İlk defa bu işi yapan bir site editörü olarak, bu ‘merhaba’ yazısını yazmak benim için ekstra zor oldu, öncelikle bunu itiraf edeceğim. Yaklaşık on günüm sürekli erteleyerek, başlayıp bırakarak, kararsızlık içinde geçti. Normal şartlar altında bu şekilde de başlamamam gerekirdi; öz güvenli, işini bilen, tecrübeli biri gibi görünmeliydim. Ama benim kadar amatörseniz ve bu amatörlükten aslında hoşlanıyorsanız, görünmek yerine ‘olmayı’ tercih ediyorsunuz. 🙂
Evet. Anladığınız gibi biz; ortak paydası kitaplar olan, “Dünya adlı gezegende kapladığım mekanın hakkını yazmakla veriyorum,” sözüne kulak verip; okuduklarının, duyduklarının, gördüklerinin, -ve hatta hâlâ mümkünse- yaşadıklarının hakkını vermek arzusuyla kalemi eline alan, küçük ve amatör bir grubuz. Ve bu yıl, çoğu insana göre biten, solan, dalına tutunamayıp düşen şeylerin mevsimi olan sonbahara kendimizce yeni bir anlam yüklemek istiyoruz: taze bir başlangıç.
Edebiyat ve edebiyatın dokunduğu her şeyle; tarih ve sanatla, kitaplar ve insanlarla, mekanlar ve hayatlarla, düş gücü ile yoğurulmuş kelimelerle bir liman inşa etmeyi arzuluyoruz. Bu amaçla, her ay değişen temalarla yenilenecek blog-dergimizde, aramıza katılacak yeni kalemlerle büyüyerek ama ruhumuzdan da bir şey kaybetmeden, eleştiri, analiz, derleme, hikaye ve şiirlerle, siz okuyucularımızla birlikte olacağız.

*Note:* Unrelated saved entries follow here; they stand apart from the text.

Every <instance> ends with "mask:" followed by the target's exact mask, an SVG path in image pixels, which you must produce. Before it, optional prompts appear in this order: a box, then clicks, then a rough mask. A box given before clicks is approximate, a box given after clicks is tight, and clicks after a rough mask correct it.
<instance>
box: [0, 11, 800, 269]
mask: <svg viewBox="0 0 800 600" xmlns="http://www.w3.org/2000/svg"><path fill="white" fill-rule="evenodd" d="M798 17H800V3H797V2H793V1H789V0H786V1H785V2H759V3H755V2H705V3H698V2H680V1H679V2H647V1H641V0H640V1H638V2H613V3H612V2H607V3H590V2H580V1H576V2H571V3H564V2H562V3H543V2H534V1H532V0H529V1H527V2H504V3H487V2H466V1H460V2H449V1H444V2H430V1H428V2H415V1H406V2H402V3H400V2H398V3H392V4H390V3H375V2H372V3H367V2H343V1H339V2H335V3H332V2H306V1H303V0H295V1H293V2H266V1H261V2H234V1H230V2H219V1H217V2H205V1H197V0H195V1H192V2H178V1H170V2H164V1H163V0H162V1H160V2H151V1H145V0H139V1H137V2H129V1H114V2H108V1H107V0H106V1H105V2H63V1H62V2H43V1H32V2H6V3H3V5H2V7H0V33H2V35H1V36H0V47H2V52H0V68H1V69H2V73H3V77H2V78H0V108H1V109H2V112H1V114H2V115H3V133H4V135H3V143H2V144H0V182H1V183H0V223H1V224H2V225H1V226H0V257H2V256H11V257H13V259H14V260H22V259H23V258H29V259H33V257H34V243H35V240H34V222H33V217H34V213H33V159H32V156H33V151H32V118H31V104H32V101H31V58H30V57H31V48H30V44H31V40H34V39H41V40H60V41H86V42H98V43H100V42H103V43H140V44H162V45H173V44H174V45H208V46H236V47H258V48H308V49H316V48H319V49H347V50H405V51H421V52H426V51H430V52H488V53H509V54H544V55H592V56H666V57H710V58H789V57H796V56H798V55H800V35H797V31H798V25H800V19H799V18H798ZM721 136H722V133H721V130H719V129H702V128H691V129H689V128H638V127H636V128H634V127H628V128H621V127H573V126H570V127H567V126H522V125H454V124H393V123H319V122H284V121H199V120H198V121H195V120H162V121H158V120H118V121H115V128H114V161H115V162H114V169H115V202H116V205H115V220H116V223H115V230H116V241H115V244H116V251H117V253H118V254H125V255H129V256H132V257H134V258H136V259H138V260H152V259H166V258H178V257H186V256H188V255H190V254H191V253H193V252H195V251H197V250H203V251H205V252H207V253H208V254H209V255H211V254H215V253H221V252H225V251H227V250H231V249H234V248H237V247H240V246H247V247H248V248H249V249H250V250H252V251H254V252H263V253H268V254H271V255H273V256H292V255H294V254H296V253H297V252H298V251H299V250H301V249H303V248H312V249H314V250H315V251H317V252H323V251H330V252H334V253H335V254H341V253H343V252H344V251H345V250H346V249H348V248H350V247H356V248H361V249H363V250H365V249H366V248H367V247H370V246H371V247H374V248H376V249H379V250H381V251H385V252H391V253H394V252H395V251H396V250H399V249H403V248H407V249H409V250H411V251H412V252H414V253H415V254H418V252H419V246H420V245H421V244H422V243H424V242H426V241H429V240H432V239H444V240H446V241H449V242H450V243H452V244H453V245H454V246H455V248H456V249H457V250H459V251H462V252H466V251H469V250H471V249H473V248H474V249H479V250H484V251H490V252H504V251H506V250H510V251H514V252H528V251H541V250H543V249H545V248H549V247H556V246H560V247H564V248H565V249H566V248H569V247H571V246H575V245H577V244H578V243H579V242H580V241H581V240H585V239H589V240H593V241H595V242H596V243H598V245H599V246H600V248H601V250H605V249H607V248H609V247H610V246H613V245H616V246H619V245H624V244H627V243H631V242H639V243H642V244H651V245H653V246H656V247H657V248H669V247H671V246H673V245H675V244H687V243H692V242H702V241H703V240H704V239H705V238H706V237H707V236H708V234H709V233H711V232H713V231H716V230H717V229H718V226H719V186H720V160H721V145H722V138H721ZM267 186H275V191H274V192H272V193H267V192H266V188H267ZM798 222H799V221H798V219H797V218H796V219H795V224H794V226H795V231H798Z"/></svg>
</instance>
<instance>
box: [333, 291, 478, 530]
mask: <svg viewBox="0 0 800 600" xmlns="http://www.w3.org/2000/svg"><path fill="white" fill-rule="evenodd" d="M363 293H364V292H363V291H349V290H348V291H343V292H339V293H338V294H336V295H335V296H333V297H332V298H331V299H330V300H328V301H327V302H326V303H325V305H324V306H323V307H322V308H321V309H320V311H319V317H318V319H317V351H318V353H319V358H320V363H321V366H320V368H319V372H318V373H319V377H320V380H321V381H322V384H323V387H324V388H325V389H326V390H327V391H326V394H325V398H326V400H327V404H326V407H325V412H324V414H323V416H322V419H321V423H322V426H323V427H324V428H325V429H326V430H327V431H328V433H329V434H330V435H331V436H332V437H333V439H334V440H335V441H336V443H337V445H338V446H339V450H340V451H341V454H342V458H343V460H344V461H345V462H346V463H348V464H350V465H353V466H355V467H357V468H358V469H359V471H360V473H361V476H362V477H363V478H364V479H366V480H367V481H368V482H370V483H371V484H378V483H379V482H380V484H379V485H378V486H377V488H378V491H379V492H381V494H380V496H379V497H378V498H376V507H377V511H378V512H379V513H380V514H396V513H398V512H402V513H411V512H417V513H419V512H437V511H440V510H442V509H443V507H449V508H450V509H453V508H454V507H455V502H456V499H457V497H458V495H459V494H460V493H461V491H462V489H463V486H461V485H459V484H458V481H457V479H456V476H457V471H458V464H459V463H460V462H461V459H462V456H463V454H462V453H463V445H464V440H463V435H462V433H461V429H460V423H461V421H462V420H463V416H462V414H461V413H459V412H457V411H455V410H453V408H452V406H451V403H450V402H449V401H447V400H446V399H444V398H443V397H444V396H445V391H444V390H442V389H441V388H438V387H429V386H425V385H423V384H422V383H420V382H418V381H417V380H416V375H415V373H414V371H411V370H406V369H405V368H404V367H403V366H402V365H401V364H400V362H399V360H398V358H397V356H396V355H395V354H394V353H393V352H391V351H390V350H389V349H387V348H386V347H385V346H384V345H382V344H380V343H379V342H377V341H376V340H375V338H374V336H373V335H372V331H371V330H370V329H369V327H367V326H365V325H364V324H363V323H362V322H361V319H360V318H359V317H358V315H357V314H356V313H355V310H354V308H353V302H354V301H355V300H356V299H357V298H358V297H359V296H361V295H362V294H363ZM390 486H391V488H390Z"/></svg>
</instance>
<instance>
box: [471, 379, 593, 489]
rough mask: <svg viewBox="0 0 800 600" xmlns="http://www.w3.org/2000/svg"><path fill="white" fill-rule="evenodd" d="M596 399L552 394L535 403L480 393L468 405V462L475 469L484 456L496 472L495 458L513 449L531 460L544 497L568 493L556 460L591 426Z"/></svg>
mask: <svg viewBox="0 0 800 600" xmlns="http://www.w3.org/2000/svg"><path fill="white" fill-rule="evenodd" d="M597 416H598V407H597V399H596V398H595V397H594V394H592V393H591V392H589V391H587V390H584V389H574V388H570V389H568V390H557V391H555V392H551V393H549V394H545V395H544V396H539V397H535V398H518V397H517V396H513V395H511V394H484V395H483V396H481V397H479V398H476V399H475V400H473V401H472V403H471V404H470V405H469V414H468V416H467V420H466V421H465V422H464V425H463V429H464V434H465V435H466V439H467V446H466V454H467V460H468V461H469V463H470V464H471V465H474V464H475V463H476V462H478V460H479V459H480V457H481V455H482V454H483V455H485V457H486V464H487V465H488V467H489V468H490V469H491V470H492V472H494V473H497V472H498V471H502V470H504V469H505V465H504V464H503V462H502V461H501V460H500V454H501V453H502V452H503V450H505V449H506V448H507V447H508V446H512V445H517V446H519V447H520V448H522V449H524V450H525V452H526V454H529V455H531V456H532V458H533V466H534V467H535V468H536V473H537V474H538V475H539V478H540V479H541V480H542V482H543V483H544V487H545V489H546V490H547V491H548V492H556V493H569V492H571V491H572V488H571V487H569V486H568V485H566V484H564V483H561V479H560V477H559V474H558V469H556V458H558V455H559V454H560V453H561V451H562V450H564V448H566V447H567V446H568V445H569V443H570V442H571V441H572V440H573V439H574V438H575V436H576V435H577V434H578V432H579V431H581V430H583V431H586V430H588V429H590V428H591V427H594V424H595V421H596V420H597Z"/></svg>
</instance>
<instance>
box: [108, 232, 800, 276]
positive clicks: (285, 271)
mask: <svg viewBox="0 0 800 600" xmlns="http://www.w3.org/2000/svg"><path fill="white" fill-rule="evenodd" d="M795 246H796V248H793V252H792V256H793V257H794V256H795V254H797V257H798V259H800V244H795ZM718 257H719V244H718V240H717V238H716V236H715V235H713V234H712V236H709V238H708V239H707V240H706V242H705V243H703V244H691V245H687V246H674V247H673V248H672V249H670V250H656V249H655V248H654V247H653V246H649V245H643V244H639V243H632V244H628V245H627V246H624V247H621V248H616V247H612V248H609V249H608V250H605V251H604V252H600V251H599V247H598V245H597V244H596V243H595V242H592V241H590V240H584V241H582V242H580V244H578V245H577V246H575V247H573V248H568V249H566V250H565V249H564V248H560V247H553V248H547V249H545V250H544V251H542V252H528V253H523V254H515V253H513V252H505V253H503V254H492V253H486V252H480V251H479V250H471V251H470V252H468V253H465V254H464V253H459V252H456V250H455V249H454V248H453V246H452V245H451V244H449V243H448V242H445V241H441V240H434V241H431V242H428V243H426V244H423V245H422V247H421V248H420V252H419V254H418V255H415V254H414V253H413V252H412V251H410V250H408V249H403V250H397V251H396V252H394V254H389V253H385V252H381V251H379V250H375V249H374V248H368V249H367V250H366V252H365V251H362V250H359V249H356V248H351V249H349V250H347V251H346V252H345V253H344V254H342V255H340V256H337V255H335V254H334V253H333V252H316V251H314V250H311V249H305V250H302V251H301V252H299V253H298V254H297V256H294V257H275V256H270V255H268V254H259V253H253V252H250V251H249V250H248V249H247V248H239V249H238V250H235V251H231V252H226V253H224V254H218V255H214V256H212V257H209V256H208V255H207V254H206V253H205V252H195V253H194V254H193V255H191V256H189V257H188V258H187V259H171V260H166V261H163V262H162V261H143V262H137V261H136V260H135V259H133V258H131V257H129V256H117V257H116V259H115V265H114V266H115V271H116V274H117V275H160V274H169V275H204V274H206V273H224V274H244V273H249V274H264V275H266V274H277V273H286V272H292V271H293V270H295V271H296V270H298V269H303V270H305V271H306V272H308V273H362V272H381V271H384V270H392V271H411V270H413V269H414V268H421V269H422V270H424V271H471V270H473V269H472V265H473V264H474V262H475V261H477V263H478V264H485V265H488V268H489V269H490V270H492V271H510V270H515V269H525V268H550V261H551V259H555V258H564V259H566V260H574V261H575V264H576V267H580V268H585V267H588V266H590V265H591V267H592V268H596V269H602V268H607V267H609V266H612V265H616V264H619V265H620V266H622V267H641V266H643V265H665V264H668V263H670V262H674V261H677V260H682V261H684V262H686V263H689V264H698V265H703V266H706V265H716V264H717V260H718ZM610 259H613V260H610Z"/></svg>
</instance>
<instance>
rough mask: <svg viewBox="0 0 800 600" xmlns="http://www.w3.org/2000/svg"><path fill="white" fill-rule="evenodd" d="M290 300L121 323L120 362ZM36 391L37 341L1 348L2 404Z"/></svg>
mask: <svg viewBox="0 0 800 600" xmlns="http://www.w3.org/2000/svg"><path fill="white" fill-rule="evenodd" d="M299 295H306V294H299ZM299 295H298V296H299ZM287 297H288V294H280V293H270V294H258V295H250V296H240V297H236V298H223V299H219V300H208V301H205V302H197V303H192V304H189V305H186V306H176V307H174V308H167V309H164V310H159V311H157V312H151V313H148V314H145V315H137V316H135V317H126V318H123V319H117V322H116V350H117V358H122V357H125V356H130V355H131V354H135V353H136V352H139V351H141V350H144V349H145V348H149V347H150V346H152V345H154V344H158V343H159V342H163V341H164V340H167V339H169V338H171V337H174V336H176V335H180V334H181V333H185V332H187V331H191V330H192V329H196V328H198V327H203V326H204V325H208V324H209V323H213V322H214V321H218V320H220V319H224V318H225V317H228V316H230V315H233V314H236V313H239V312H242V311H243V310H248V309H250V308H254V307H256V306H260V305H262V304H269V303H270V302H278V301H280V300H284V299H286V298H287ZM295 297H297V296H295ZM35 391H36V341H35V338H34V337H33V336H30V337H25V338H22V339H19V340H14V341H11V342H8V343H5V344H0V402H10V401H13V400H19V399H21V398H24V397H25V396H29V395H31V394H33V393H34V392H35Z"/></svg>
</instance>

Uzun ve yorucu bir hazırlık süresinden sonra nihayet karşınıza çıktığımız ilk sayımızı da ‘paçalarımıza bulaşan tuhaf, ıslak ve koca gözlü’ sonbahara ve edebiyata yapılan başlangıçlara adıyoruz.
Bir dakika… Ben hâlâ size merhaba demedim, değil mi?